Ever since Ted Turner sold to AOL, the team has been run by corporate interests who have no real interest in winning baseball. Their interest is in maximizing profit in whatever form is most beneficial (cheap programming, tax write-offs, cold hard cash, whatever). When Turner was owner, the Braves spent as a large market club and went out and vied for the best talent regardless of cost. And they still made money.
Braves fans talk like the club is some kind of supplicant who can't ever compete because "the big boys" buy up the best players. Well newsflash: The Braves are a 6'7" 350lb monster with 5.0 speed and a bench of 600, but CHOOSE to stay on the cheer leading squad.
Installing sports communism isn't going to change that.
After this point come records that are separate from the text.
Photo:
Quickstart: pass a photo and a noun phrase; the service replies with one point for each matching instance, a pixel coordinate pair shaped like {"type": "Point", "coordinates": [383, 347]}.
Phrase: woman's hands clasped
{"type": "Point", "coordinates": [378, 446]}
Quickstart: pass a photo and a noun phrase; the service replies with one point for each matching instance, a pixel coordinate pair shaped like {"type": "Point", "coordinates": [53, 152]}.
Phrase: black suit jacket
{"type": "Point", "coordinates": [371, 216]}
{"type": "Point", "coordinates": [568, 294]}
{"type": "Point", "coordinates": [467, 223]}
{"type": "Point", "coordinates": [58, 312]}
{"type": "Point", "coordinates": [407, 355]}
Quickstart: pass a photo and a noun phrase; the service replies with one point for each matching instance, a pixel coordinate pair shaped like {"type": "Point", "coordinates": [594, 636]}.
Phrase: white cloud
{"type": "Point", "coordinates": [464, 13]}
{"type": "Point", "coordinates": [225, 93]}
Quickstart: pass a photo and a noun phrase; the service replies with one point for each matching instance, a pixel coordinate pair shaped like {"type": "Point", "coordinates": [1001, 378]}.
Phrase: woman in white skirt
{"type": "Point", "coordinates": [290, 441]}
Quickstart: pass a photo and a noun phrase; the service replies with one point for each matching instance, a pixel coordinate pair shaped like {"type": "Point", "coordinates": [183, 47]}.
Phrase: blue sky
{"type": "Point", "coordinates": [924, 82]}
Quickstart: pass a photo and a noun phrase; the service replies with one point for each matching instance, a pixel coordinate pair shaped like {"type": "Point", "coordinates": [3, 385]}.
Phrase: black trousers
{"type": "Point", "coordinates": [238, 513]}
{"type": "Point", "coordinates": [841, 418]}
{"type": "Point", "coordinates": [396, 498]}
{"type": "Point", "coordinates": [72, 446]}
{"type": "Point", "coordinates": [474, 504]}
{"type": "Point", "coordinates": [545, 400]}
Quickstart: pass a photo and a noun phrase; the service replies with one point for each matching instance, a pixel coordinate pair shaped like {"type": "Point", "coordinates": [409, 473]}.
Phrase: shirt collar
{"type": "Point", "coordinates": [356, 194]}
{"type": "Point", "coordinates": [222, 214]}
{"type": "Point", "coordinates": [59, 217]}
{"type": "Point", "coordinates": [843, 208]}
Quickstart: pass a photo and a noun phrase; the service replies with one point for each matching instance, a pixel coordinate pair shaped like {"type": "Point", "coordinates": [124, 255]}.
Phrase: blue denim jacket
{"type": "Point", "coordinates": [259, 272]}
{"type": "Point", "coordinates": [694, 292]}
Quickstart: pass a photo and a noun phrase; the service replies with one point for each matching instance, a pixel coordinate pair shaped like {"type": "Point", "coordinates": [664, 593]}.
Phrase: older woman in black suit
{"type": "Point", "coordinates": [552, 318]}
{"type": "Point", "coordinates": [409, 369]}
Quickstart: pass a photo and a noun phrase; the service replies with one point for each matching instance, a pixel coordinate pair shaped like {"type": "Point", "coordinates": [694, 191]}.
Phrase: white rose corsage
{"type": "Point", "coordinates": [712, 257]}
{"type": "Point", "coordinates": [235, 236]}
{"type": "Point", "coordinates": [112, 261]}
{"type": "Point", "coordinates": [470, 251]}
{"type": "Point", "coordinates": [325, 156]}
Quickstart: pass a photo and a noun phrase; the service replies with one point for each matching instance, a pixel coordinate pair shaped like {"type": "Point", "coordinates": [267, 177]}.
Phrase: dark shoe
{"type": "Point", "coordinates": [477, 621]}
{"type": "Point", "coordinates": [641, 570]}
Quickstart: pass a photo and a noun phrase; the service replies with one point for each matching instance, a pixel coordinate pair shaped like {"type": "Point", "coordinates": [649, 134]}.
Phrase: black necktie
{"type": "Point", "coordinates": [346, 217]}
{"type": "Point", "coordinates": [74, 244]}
I would like every one to think about something for a second: Do leagues with salary caps not still get dominated (over time) by the same teams over and over? Look at the NFL, the usual suspects are there every year. Sure, the have not's rise and fall. But isn't that happening in Baseball now? When was the last time the Yankees won a WS? Who was in the WS last year?
All a salary cap does is ensures a minimum level of profitability for owners of all clubs. That's it.